"Genetic testing can either be of great benefit to humanity, or the cause of potential
concern and discrimination", remarked Errol Mendes, a Commissioner of the Ontario
Human Rights Commission and Professor of Law at Ottawa U, during his presentation
at a policy event held in Ottawa last April. "The great danger is that the imperfect
value of genetic testing could result in some individuals' dignity and human rights
being less equal than others."
Mendes spoke at the second of a three-part annual series organized by Genome Canada
and partners, entitled "GPS: Where Genomics, Public Policy and Society Meet", on
the topic of "Revisiting Genetic Discrimination Issues in 2010: Is Canada on the
Drawing parallels between the current status of genetic testing and the early stages
of information technology, Mendes asserted the importance of addressing potential
discrimination issues sooner rather than later.
"In the early days of the Internet, everyone was focused on the power of the technology,
but very little time was spent looking at the implications – for policy, law, and
regulation," Mendes commented during a later interview. "Biotech is at exactly the
same stage where the Internet was at the very beginning. Everyone is focused on
the predictive value of genetic testing and the potential benefits, but very few
people are looking at the implications, such as the potential for insurance companies
and employers to use genetic testing as a basis to discriminate against those with
multiple genetic vulnerability."
"It will be important to have an open and honest dialogue between government, civil
society, lawyers, and human rights commissioners. You can't hold back science, and
it can provide great benefits, but we have to ensure it doesn't come at too great
a cost to our most vulnerable. We have to balance the needs of the private sector
with the need to protect human dignity."
Launched in 2009 by Genome Canada and its Core Advisory Partners (CAP), the annual
GPS series aims to broker two-way dialogue between federal policy-makers and GE3LS
researchers on various policy options for addressing issues that arise at the interface
of genomics and society. The 2nd GPS event was co-sponsored by Genome Canada, Canadian
Institutes of Health Research (CIHR) Institute of Genetics, CIHR Ethics Office and
the Canadian Human Rights Commission.
"The recent GPS event is a perfect example of knowledge brokering at work. Everybody
gains from participating", says Genevieve Dubois-Flynn, Acting Director of CIHR's
Ethics Office, "It takes true visionaries to make it happen!"
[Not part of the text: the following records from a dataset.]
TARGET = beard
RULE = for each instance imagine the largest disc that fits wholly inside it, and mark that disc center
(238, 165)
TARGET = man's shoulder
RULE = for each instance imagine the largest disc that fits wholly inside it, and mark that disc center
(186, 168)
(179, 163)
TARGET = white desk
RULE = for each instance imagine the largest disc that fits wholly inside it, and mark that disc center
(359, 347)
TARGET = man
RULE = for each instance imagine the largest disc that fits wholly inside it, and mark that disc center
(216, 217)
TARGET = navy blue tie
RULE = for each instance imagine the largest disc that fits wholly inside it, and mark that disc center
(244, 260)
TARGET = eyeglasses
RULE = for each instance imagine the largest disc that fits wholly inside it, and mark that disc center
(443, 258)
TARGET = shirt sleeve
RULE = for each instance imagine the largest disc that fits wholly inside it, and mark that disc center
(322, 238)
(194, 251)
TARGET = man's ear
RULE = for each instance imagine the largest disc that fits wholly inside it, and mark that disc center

To see the full program for the April 16 event, read speakers' presentations and
view related podcasts, please visit http://www.genomecanada.ca/en/ge3ls/policy-portal/
and click on the April 16th web button.
More Background on the GPS Series:
The theme for the 2009-2010 GPS Series is "Genetic Information".
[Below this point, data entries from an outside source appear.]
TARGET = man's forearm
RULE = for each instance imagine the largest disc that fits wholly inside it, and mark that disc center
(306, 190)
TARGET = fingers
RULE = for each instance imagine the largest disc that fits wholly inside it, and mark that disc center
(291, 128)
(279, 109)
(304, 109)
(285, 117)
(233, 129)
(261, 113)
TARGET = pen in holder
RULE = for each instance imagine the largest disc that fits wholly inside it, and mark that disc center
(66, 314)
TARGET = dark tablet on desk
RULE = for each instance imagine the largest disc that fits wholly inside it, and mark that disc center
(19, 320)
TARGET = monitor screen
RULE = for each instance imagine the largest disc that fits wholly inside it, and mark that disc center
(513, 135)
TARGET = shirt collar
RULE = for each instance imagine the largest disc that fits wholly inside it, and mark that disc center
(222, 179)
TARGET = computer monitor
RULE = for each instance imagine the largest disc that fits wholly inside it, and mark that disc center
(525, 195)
Genome Canada's Core Advisory Partners of the 2009-2010 GPS Series are: Office
of the Privacy Commissioner of Canada; CIHR Institute of Genetics; CIHR Ethics Office;
the Council of Canadian Academies; the Public Policy Forum; the Policy Research
Initiative of Canada; and Carleton University School of Public Policy and Administration.
The first event in the 2009-2010 series, held November 27, 2009, was on the topic
of "Consent, Privacy & Research Biobanks". The third event concluding this year's
series will be held June 29, 2010, on "On-line Direct-to-Consumer Genetic Testing:
The Implications of this New Business Model".